Tuesday, January 23, 2007

atomic KIT(S)CHEN

according to the publisher:
"There was a time when customized meat forks and devices with specialized slicing action were the marks of a well-equipped kitchen. Conscious cooks in the 1950s equipped their drawers and cupboards with the latest and greatest doohickeys, thingamajigs, and must-have products. From the Saucy Stovetop Butter Melter to the Chop-o-Matic, if there was a vegetable to chop or meat to be carved, there was a device to make it better and easier! Atomic Kitchen presents a gallery of gadgets, features, and cooking devices that appeared and, in some cases, disappeared during the creative cooking of the 1950s. Accompanied by vibrant, original packaging and vintage advertisements, you'll marvel at the ingenuity of the minds that brought you the Weenie Wheel, Bean-X Bean Slicer, Cookie Gun, and much more."

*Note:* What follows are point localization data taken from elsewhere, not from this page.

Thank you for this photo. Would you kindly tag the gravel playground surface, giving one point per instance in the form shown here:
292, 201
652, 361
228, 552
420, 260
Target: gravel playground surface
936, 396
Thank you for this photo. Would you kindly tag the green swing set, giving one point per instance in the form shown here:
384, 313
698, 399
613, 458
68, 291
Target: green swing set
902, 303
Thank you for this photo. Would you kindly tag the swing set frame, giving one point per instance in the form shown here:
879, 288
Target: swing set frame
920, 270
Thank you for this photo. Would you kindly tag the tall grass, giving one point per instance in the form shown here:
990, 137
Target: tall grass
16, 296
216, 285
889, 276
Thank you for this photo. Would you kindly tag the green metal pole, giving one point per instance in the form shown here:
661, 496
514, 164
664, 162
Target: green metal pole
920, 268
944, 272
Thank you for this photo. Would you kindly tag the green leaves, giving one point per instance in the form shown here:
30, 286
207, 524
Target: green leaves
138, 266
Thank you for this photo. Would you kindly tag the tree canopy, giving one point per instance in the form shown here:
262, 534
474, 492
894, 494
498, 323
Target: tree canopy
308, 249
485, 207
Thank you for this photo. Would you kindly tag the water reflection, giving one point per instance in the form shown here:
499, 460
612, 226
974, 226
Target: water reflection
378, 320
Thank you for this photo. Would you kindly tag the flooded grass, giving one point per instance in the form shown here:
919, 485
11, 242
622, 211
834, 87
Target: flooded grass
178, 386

what's most puzzling (and simultaneously striking) is the word, "atomic." how can a word that originally connoted mass human destruction on a catacylsmic level suddenly be used to casually talk about spaces within the home - a private, closed space where the family believed it was kept safe from the unfamiliar world outside? how might the home be interpreted as a symbol of maintaining domestic, national security in the face of a potential nuclear attack from the soviet union? at what point does "atomic" signal "kitsch," the mushroom cloud become a wearable vestige of the masses that were excluded from the firsthand horrors of hiroshima and nagasaki?